You maybe of the view that because what you’re aware of is happening outside of work, that the employer has no responsibility or need to get involved. However, there are a couple of different angles that you need to think about the situation from.

Firstly, if the employee concerned is affected by what is going on outside of work, bringing that with them to the work place means it comes into your domain. For example, the persons performance might be affected. If they are mistreated my somebody who is in power, because of something that has gone on outside of work, for example, they’ve rejected somebody’s sexual advances and they’re now being excluded in work, treated detrimentally and otherwise facing negative consequences for having done that, this falls fairly and squarely into the definition of sexual harassment under the Equality Act. Unfavourable treatment for being rejected or submitted to harassment is a separate head of harassment within the harassment category.

Secondly, the relationship between what is classed as occurring in the course of employment and what is truly outside of employment has been developing significantly in recent years. You’ll appreciate that if the harassment is occurring at a work related event, such as a social event and there is a connection with work, the law protects the employee as if it has occurred in the workplace. This has been stretched in recent years in astonishing cases expecting the employer to be responsible, for example, for the person stabbing someone in a petrol forecourt, someone punching an employee to the ground causing him brain damage or being in a hotel in the wee hours long after the work-related social event. What happens in these vicarious lability cases is that the courts are making a judgement about responsibility. At the very least you might want to be drawing to somebody’s attention that you’re aware of certain behaviours and enquiring with the person if they’re happy with those behaviours, signalling that if they’re not, you’d be prepared to address them. Often one of the reasons why people don’t report is they feel nobody will take them seriously and tackle the problem person.

Thirdly, if this kind of behaviour is taking place in circumstances that has a connection with work, even if it is a group of people going out informally after work and socialising, you need to think carefully about the messages that are being sent to staff. Is it inappropriate for example, for a much older male employee to have the reputation as predatory in these contexts? If this kind of reputation is forming this is now becoming a workplace issue because all the other colleagues concerned will be talking about the protagonist, the behaviour, the vulnerable etc. If the organisation is not tackling those behaviours, and the people with those reputations, it can only be a matter of time before the person concerned becomes so confident in their behaviour that they feel they can get away with it in the workplace, despite whatever policies or procedures you might have.

Often people will leave rather than raise complaints about bullying and harassment. If you have got protagonists of this nature in the business how many good people are you losing and how much talent is being wasted as a result of turning a blind eye to these sorts of issues?
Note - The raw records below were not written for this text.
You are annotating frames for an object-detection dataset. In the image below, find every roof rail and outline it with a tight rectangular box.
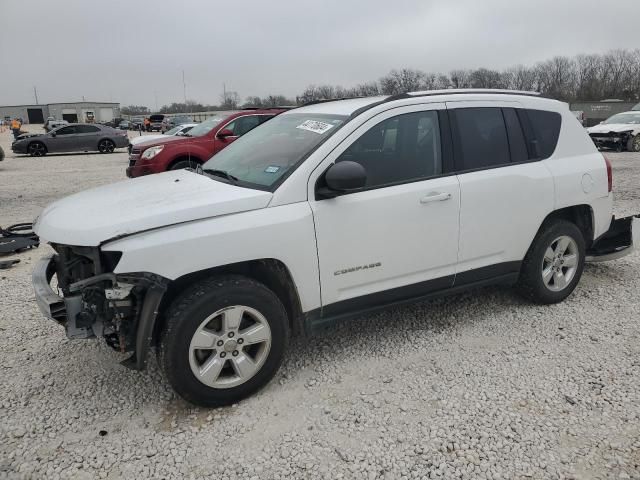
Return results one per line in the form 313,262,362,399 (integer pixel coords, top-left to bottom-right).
242,106,297,110
349,89,543,119
302,96,364,107
407,88,541,98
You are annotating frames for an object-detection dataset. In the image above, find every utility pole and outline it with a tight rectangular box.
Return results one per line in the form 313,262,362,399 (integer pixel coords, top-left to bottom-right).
33,86,39,104
182,70,187,105
223,82,226,104
154,91,158,112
You have a broad duty of care towards your employees, which even if the law doesn’t specifically require you to do something, employees will morally expect you to do something. There may be circumstances in which you decide you need to conduct an investigation and invoke the disciplinary procedure even if an alleged victim has not yet made or doesn’t wish to make an official complaint. You should take advice in any given case as the employer is always going to have to tread carefully, in particular respecting the rights of the person who a complaint may potentially be about. The investigation is always going to be necessary otherwise the person being investigated as a perpetrator may have a claim for constructive dismissal in connection with a breach of trust and confidence.